No se puede entender el misterio de María virgen como una mera metáfora ni tampoco como un tema ginecológico como algunos lo piensan; sino como una realidad teológica. ¿Qué significado teológico tiene decir que se encarnó en María virgen? La palabra παρθενον, que se traduce como virgen, no se refiere a la mujer que había decidido no tener relaciones sexuales; significaba simplemente una mujer que no tenía pareja, que estaba soltera. En el Antiguo Testamento no hay nunca una mujer que valore la virginidad; la virginidad es uno oprobio. Las mujeres israelitas a mayor cantidad de hijos procreados, más piadosas eran consideradas; ellas vivían del futuro mesiánico, de la palabra de Yahvé que había prometido bendecirlas con descendencia, del cual nacería el Mesías. Cuanto más vivían de esa expectativa mesiánica, menos valorada era la virginidad y por eso lloraban la esterilidad.

Es interesante destacar que la sagrada escritura utiliza este criterio de esterilidad señalando la infecundidad de muchas madres de personajes elegidos por Dios en la historia de la salvación para demostrar que Dios bendice y salva gratuitamente. En esa perspectiva, el nacimiento del Mesías de una madre virgen viene a indicar que ya no hay que esperar ni ansiar que, de la multiplicidad de hijos, nazca el Salvador, porque ya ha llegado, es Jesús de Nazaret. Desde ese momento, se empieza a valorar la virginidad como testimonio escatológico de que Aquel que tenía que venir ya ha irrumpido en la historia.

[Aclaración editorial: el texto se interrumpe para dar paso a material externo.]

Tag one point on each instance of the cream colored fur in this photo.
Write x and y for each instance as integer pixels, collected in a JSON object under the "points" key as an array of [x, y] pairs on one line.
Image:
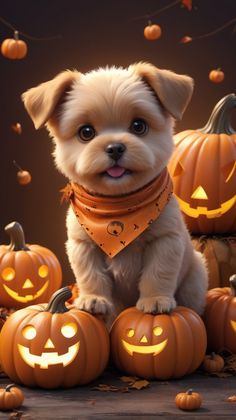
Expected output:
{"points": [[160, 268]]}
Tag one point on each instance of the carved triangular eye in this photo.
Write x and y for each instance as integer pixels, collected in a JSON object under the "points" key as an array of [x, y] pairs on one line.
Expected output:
{"points": [[178, 169], [199, 193], [228, 170]]}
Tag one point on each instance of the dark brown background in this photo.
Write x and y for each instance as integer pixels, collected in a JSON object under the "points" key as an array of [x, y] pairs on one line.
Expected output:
{"points": [[95, 33]]}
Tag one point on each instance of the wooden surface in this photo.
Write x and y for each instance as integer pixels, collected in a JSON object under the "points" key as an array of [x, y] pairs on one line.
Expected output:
{"points": [[155, 401]]}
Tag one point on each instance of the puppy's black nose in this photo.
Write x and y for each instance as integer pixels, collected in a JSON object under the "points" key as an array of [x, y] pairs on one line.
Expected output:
{"points": [[115, 150]]}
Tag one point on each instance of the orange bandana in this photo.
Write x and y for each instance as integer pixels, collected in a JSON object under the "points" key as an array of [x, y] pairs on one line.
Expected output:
{"points": [[114, 222]]}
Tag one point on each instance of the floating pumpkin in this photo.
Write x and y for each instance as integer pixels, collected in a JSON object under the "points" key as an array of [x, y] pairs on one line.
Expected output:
{"points": [[203, 169], [220, 317], [152, 31], [53, 345], [14, 48], [216, 76], [28, 273], [11, 397], [159, 346], [213, 363], [189, 400], [220, 254]]}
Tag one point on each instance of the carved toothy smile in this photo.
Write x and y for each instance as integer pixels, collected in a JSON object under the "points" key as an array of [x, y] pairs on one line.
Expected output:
{"points": [[26, 298], [48, 358], [155, 349]]}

El verdadero significado de la virginidad es la referencia al absoluto de Dios y su reino.  San Ignacio de Antioquía, dándonos una lección de discreción escribió en los primeros años del siglo II que ella “fue un misterio clamoroso que tuvo lugar en el silencio de Dios” (Carta a los hebreos, XIX, 1). La propuesta es que, ante la pregunta sobre cómo ocurrió la concepción virginal de Jesús, nada cabe que decir.

A diferencia de lo que muchos creen, la concepción virginal no es, en primer lugar, una enunciación concerniente a María, sino a Jesús, y su mensaje es afirmar, en primer lugar, la doble naturaleza de Jesús: la divina, <<concebido por obra del Espíritu Santo>> y la humana, <<nacido de María>>; y, en segundo lugar, mostrarnos que la humanidad no puede conseguir con sus propias fuerzas la salvación que busca y desea, ésta siempre será una gracia inmerecida de Dios.



[1] No me refiero a las dificultades y exigencias propias del celibato, ni a las luchas y esfuerzos conscientes que implica la fidelidad, sino a las “dobles vidas”, a las relaciones de “pseudo-pareja” y a las intensas compensaciones por la renuncia realizada, que se denotan en las ansias de poder, en el consumo desenfrenado o en la búsqueda insistente de admiración, reconocimiento y protagonismo. Si no existe, ante la renuncia del ejercicio directo de nuestra sexualidad, un tesoro que abrazar (p.e. el seguimiento a Cristo y el anuncio de su Reino) que nos llene de pasión y alegre la existencia, la opción celibataria nos conflictuará, amargando y entristeciendo la propia vida y la de los demás.